Compression error is not uniform. Pruning can damage rare features. Distillation can suppress low-probability alternatives. Low-rank approximation can remove directions that matter for a small task slice.

Evaluate:

  • perplexity or task loss on real held-out text;
  • downstream accuracy by domain and language;
  • long-context behavior;
  • calibration and uncertainty;
  • tool-call schema validity;
  • safety and refusal behavior;
  • generation repetition and degeneration.

Compare against an uncompressed checkpoint under identical decoding settings. If the compressed model needs a different sampler to recover quality, report both the model and sampler change.

Recovery failures

Mask drift: Pruned weights become nonzero during tuning because the optimizer updates them. Reapply the mask after updates or use masked parameterization.

Shape mismatch: Structured pruning updates weights but not configuration, rotary tables, or tensor-parallel metadata. Load the exported model in a fresh process before declaring success.

Teacher leakage: Evaluation prompts or their derivatives enter distillation data.
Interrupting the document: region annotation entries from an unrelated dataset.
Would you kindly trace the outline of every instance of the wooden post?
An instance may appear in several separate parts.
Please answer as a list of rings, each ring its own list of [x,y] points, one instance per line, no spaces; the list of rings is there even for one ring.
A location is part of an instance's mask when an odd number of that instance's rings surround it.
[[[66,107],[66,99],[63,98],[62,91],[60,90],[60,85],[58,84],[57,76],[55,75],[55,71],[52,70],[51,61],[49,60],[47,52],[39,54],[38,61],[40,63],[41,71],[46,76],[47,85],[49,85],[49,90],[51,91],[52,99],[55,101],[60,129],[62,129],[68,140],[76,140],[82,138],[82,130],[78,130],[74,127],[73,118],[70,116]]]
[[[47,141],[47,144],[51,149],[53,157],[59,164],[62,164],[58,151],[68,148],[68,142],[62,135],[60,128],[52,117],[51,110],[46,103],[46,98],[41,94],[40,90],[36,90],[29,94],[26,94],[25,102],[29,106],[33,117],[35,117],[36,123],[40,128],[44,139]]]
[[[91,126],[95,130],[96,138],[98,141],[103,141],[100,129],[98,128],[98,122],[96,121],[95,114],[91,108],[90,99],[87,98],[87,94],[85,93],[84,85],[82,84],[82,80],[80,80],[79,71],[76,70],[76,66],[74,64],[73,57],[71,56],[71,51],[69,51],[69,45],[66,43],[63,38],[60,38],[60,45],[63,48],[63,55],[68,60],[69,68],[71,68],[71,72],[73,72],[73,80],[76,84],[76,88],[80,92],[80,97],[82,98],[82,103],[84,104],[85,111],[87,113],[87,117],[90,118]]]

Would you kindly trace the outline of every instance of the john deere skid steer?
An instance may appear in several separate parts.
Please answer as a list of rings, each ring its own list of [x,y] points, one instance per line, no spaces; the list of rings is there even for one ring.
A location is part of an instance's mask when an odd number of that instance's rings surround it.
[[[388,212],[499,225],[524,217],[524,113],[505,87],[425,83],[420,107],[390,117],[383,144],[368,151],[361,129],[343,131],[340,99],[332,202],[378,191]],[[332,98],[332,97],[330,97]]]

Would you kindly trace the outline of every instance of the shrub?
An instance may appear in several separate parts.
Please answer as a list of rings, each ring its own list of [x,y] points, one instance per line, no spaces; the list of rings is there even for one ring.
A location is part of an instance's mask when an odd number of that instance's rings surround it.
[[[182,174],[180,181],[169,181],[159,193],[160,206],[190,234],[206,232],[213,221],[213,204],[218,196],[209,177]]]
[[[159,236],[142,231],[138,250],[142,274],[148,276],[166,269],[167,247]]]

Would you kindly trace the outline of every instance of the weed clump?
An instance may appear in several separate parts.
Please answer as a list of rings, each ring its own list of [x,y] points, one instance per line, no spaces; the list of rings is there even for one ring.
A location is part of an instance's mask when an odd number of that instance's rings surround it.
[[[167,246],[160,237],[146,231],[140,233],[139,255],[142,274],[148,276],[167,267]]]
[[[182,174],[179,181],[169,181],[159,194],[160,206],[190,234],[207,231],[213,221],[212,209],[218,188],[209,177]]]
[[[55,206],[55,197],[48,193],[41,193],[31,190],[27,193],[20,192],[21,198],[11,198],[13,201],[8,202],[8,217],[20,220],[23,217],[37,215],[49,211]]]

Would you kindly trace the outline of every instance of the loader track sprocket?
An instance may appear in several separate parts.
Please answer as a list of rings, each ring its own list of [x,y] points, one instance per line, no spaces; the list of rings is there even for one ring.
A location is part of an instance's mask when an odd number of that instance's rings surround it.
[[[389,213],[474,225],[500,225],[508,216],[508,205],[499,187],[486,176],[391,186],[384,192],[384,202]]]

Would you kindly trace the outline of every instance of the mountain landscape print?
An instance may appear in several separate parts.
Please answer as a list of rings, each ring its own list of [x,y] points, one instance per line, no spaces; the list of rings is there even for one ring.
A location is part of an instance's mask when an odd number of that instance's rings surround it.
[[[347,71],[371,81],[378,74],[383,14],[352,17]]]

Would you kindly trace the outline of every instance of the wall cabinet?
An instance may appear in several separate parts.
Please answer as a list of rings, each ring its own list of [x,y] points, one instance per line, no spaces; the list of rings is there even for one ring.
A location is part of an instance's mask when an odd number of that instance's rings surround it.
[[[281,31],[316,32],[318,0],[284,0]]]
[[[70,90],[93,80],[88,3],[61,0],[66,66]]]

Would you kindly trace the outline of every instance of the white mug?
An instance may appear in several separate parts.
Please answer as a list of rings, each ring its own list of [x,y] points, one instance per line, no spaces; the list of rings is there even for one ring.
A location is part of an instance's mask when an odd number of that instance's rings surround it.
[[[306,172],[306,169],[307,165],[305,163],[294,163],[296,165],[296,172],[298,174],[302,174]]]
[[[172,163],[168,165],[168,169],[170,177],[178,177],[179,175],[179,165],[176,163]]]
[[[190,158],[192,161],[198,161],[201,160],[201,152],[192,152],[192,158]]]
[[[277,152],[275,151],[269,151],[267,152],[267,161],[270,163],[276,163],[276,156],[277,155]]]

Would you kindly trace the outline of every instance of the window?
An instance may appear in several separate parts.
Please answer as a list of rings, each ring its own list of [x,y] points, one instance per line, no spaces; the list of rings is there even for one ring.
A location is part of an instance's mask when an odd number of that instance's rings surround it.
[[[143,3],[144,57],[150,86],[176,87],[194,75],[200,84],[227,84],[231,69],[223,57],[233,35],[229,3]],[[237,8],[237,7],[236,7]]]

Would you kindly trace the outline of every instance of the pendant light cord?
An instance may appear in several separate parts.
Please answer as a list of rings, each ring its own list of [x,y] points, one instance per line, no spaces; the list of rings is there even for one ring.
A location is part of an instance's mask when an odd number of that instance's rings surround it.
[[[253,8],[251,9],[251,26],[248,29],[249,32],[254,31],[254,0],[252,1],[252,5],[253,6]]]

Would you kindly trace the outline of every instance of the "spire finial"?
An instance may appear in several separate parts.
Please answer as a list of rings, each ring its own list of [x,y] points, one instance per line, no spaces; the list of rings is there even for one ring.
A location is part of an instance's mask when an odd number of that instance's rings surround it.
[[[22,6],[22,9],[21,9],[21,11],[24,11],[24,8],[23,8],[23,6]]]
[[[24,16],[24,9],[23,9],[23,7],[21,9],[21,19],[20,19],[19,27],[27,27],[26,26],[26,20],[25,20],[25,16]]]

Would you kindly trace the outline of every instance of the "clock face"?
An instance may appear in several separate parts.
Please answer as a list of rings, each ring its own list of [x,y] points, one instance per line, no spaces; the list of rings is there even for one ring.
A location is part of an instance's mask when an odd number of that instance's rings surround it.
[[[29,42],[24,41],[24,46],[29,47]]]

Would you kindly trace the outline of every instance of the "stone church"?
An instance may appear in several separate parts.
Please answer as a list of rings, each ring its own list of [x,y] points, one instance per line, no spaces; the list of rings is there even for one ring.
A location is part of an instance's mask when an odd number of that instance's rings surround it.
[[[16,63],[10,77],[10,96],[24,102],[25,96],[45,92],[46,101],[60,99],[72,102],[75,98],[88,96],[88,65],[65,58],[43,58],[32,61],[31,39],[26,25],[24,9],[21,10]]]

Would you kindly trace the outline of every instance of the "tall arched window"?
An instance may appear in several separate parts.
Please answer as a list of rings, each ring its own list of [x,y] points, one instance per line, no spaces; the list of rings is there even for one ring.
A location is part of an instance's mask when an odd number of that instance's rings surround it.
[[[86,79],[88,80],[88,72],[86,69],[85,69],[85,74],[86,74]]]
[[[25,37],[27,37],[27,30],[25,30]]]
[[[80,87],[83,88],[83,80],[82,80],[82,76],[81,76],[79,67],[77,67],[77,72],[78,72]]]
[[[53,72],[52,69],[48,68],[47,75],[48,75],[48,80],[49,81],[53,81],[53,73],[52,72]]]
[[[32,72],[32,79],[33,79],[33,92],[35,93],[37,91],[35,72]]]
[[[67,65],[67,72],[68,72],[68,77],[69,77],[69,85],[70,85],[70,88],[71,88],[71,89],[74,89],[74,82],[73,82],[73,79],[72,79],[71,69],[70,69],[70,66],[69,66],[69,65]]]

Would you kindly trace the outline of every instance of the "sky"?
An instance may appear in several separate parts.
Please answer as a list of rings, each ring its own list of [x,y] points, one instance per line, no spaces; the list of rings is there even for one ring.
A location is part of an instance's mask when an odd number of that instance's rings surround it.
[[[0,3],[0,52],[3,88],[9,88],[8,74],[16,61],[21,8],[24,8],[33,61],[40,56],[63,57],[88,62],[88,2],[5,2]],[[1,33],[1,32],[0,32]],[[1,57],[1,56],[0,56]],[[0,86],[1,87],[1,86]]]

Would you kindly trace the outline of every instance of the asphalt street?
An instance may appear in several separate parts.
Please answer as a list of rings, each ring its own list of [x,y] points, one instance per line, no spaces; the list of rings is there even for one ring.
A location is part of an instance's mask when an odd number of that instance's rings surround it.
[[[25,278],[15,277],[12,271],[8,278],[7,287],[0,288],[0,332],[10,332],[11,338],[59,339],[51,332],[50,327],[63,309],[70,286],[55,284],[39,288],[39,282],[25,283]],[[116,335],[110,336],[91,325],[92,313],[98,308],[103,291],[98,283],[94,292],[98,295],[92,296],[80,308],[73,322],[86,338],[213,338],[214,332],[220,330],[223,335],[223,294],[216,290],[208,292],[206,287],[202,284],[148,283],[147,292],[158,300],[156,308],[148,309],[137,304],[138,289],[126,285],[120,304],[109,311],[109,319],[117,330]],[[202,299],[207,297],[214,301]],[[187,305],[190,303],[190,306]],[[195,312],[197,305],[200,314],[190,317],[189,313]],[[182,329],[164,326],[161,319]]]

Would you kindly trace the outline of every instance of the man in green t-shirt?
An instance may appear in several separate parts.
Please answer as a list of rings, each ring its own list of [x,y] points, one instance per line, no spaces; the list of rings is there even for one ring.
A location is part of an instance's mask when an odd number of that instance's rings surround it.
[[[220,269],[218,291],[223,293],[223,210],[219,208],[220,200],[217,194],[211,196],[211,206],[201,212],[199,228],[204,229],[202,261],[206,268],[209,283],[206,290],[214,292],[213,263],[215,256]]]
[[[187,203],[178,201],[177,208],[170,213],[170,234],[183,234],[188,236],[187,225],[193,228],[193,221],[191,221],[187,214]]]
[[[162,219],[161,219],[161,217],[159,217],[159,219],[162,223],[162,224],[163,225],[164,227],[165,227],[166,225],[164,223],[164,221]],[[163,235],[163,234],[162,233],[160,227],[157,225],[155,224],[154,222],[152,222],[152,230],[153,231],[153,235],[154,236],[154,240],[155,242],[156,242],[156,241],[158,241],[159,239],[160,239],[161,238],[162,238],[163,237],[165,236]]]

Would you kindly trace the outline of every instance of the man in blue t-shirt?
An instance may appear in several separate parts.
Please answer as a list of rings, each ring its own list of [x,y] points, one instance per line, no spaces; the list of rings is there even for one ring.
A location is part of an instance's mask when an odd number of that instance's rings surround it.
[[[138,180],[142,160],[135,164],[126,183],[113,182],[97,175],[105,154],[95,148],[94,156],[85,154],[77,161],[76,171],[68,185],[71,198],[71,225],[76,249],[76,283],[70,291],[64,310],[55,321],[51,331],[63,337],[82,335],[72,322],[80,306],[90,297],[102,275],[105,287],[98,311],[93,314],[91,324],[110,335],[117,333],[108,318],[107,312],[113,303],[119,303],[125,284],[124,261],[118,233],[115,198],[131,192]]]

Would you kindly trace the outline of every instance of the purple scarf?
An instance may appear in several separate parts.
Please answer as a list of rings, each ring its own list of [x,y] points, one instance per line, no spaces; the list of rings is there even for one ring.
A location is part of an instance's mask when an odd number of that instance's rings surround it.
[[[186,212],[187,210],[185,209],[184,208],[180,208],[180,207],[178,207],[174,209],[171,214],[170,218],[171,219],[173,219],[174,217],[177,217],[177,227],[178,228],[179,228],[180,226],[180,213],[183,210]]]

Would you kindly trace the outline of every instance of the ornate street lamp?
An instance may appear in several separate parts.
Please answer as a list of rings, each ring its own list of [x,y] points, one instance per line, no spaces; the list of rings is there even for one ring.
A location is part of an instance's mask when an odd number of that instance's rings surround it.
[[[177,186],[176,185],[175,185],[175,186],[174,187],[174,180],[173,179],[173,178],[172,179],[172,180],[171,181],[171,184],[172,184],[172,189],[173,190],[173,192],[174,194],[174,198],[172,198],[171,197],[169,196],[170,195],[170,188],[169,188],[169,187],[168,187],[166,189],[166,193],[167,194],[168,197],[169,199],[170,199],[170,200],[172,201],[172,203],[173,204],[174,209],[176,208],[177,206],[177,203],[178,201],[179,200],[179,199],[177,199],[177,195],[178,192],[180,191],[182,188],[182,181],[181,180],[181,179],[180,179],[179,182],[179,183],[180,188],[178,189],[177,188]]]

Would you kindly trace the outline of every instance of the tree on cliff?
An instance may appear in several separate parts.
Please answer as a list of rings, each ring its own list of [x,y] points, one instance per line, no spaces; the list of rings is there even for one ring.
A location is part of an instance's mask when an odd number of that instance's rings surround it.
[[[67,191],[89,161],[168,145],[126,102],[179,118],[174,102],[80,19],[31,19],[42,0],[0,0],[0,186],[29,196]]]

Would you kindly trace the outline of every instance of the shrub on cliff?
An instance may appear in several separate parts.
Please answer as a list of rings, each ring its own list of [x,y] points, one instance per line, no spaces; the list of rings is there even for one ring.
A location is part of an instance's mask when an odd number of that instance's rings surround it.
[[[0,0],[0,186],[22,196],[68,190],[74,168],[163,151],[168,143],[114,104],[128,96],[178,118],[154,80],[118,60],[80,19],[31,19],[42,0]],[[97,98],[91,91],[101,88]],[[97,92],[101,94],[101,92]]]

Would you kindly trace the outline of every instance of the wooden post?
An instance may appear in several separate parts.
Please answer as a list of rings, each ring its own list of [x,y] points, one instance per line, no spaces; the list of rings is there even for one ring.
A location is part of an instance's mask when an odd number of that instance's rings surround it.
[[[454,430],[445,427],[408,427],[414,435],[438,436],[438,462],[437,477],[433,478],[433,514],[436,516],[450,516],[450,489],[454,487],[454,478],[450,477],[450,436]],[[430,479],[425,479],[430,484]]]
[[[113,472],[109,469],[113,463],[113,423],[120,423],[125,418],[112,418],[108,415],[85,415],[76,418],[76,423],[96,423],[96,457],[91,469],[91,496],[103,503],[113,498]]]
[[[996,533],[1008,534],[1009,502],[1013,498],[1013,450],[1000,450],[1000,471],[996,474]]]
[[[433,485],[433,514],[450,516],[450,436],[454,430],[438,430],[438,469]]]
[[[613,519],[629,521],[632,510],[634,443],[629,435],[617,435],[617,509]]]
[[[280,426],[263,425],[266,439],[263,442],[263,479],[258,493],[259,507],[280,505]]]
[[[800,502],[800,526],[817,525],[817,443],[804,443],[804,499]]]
Split source groups before teacher generation.

Rank collapse: A factorization uses one rank for every layer despite different spectra and sensitivity. Allocate rank by measured reconstruction and downstream loss.

No runtime gain: The artifact is smaller but latency is unchanged. Inspect kernels, launch count, memory bandwidth, and sparse support.

Compression is a contract between an algorithm and a runtime. Unstructured pruning needs sparse execution, structured pruning needs valid dense shapes, distillation needs independent evaluation, and factorization needs efficient paired operators. The final evidence is an exported model that meets memory, latency, and quality budgets on its target hardware.

References

Footnotes

  1. SparseGPT: Massive Language Models Can Be Accurately Pruned in One-Shot.

  2. Compact Language Models via Pruning and Knowledge Distillation.

  3. Distilling the Knowledge in a Neural Network.